Now, the way the previews for the movie have played out, one would believe there are three parallel stories being told here, one involving a 16th century conquistador named Tomas (Jackman again) searching for the fabled Fountain of Youth at the behest of his queen (Weisz again), the other a 26th century astronaut (also also Jackman). This isn’t exactly the case. The conquistador’s tale is a product of Isabel’s imagination, a story she writes to help her come to terms with her grave situation. The future story arc, well, there are two ways to interpret that, but I won’t go into them here.

“The Fountain” had a torturous path to walk before finally getting a release date. Stars signed on (Brad Pitt and Cate Blanchett) then left, money was ponied up before Warner Brothers threatened to pull the plug, and Aronofsky suffered a near-breakdown before resubmitting a leaner version of his story. Jackman and Weisz signed on for a discounted rate, and the film came in at substantially less than its previous budget (not counting the approximate $18 million already flushed down the drain).

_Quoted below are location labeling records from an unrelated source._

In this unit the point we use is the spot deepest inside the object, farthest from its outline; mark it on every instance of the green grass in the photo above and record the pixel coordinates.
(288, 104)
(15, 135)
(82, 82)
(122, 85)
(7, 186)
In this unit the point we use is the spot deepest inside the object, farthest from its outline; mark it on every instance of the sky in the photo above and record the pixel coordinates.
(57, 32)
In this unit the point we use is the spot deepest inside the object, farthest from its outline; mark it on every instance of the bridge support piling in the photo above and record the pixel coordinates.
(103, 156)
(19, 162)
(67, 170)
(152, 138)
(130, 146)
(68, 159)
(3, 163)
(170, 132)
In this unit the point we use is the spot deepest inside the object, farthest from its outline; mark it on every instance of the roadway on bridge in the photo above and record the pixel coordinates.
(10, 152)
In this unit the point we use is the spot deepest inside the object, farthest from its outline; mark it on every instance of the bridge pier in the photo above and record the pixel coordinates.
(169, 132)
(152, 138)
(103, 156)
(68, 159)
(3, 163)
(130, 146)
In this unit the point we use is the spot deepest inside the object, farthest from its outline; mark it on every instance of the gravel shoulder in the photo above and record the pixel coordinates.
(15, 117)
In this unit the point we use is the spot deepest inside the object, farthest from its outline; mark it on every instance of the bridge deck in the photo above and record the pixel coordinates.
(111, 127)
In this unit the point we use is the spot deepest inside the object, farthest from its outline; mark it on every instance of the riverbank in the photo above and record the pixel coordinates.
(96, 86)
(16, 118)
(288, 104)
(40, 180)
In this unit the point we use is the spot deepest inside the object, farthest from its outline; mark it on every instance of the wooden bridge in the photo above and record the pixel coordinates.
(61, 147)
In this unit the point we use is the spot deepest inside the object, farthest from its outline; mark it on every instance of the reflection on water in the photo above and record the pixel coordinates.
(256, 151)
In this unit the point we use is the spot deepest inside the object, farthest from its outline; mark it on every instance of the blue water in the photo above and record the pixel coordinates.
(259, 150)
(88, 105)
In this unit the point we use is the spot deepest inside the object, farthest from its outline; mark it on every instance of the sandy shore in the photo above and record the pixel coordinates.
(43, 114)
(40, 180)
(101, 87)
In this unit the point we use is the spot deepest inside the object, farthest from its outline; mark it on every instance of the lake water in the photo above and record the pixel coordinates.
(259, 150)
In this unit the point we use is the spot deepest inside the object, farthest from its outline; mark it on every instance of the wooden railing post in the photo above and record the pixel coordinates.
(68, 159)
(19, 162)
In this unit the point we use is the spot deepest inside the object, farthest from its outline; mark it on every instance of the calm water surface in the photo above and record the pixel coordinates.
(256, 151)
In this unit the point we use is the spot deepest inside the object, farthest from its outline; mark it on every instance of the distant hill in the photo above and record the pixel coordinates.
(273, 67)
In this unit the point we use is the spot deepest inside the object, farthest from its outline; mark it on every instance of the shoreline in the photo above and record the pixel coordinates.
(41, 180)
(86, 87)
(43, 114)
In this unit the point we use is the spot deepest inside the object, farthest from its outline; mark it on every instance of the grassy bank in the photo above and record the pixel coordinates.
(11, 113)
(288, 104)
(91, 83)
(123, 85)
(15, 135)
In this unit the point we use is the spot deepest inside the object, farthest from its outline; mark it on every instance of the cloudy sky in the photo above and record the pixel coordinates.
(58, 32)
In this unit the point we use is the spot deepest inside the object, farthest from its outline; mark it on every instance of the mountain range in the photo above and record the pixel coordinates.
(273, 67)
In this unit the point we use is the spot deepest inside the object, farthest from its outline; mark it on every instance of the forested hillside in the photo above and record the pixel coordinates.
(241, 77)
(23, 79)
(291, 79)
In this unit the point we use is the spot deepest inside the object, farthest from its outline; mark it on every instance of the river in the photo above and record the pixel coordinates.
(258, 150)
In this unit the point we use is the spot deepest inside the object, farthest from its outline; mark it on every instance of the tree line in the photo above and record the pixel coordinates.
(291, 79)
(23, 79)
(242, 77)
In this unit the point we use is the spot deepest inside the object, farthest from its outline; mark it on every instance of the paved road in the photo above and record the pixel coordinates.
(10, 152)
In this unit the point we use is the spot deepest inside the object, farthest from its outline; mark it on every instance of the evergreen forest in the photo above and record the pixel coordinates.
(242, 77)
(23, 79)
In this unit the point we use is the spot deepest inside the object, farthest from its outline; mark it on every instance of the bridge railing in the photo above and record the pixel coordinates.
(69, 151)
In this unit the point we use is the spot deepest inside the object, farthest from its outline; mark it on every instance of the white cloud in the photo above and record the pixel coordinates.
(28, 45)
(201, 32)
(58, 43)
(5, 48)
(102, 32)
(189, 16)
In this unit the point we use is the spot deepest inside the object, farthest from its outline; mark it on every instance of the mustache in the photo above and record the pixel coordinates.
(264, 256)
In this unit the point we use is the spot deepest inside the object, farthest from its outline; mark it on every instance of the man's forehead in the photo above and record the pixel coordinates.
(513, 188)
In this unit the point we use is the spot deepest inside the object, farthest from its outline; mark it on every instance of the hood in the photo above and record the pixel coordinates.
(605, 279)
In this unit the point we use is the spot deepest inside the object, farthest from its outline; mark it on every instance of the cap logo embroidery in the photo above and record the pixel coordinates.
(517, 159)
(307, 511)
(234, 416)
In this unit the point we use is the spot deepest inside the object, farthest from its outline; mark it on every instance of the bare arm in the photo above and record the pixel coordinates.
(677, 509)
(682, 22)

And while the movie doesn’t look bad, necessarily, it’s obvious Aronofsky had ambitions he simply couldn’t achieve. The 16th century storyline suffers the most, as the scenes with Tomas in New Spain (modern-day Guatemala) have a distinctly backlot feel, and sets that should be foreboding (the Inquisitor’s arena) or sumptuous (the Queen’s palace) simply look cheap. The future arc is much more impressive, simulating travel to a distant nebula (through the use of micro-photography instead of CGI), but both sections of the story really only serve as accessories to the main plot, which is less a fully-developed tale and more an exercise in getting the audience to draw their own conclusions about what’s going on.

Camera prestidigitation aside, “The Fountain” is “Love, Aronofsky Style:” it’s his meditation on life and death – specifically, the mechanisms by which we cope (or don’t) with loss and the ineffable nature of the big sleep – and the persistence of love and memory. Like all of his previous films, it’s visually arresting – if any recent film embodies the concept of cinema as poetry, this it it – but unlike “Pi” or “Requiem for a Dream,” these aren’t characters we’re ever invested in. Aronofsky chooses not to develop them completely, and instead expects us to go unquestioningly on his fantastic voyage. The guys’ ambitious to a fault, and he deserves our notice for the risks he’s willing to take, but – fittingly for a story set largely during a snowy winter and in the sterile depths of space – the end result leaves us cold.